Pourquoi ne demandez-vous pas de troupes de maintien de la paix? Qui fera la paix, sinon des forces extérieures?
Des troupes internationales porteraient atteinte à la souveraineté et à l’intégrité territoriale du Soudan. C’est illégal, cela ne ferait qu’accroître la confusion et serait contre-productif. L’armée et le peuple soudanais sont déterminés à sauver et à libérer El-Fasher.
Des pourparlers de paix ont eu lieu à Genève en 2024. Pourquoi ont-ils échoué?
Parce que les représentants des RSF n’avaient aucun intérêt réel pour la paix. Ce sont des hypocrites. N’étant reconnus par personne, ils sèment la peur et la terreur et assassinent des civils.
En dehors des RSF, qui porte la responsabilité de cette catastrophe humanitaire
Les RSF collaborent étroitement avec des mercenaires venus du monde entier, surtout de Colombie. Ce sont des criminels qui ne connaissent ni notre pays ni les objectifs de guerre des RSF. Ils se battent uniquement pour l’argent, puis repartent ailleurs.

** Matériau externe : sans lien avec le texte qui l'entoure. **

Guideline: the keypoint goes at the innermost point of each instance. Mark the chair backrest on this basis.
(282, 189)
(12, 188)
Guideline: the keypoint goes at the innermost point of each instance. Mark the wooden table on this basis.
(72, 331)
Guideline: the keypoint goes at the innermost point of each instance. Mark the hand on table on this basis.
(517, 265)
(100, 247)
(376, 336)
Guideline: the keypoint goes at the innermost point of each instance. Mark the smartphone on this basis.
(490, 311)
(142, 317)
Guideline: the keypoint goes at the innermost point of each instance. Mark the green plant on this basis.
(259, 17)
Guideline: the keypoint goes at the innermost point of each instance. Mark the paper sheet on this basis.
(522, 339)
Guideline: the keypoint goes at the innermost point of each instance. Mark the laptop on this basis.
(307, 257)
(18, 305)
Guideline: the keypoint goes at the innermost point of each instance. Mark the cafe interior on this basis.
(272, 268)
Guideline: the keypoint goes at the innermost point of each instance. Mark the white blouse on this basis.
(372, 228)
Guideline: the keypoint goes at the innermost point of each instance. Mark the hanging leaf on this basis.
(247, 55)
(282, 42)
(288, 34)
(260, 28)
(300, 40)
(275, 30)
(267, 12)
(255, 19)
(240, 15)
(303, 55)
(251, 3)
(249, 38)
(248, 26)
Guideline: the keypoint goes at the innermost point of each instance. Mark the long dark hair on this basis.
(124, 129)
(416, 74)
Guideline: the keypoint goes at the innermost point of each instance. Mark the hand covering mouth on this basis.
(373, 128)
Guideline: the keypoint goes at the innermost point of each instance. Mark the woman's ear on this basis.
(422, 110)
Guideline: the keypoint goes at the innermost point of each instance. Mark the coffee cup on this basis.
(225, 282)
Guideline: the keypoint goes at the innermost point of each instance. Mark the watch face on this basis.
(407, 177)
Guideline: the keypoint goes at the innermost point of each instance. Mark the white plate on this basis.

Pourquoi autant de Colombiens combattent-ils au Soudan? Sont-ils devenus mercenaires faute d’emploi depuis l’accord de paix avec les FARC?
J’ai adressé un message très clair, en espagnol, au peuple colombien. Le gouvernement colombien a réagi de manière exemplaire et tente de nous aider. Mais il n’a aucun contrôle sur ces mercenaires. Des trafiquants et des criminels peuvent être achetés comme des marchandises.
Des millions de Soudanais ont fui. Combien cherchent refuge en Europe?
Plus de dix millions de Soudanais ont trouvé refuge dans les pays voisins. L’Europe est pour l’instant peu touchée, mais cela pourrait changer si la situation s’aggrave. Les rebelles menacent non seulement notre sécurité, mais aussi celle de la région et du monde. Le Soudan partage ses frontières avec de nombreux pays: le conflit pourrait vite s’étendre.
Donald Trump raisonne en des termes transactionnels. Que pouvez-vous lui offrir? Pourquoi le Soudan devrait-il l’intéresser?
Lorsque la situation sera devenue incontrôlable, elle favorisera l'immigration illégale. Des milliers de personnes continueront à fuir le Soudan. Les Etats membres de l’ONU ont l’obligation morale et juridique de protéger les civils. Nous devons unir nos forces contre ces criminels. Le Soudan dispose de ressources précieuses: minerais rares, or, pétrole, uranium. Le Nil traverse notre territoire, nous avons beaucoup d’eau douce et des millions d’hectares de terres fertiles. Les guerres de demain porteront sur la nourriture et l’eau – le Soudan peut faire partie de la solution.
En Suisse, l’attention se porte sur l’Ukraine et Gaza, mais peu sur le Soudan. Pourquoi?
Je sais que la Suisse est mobilisée sur d’autres crises. Cela tient aussi au fait que les médias parlent rarement du Soudan.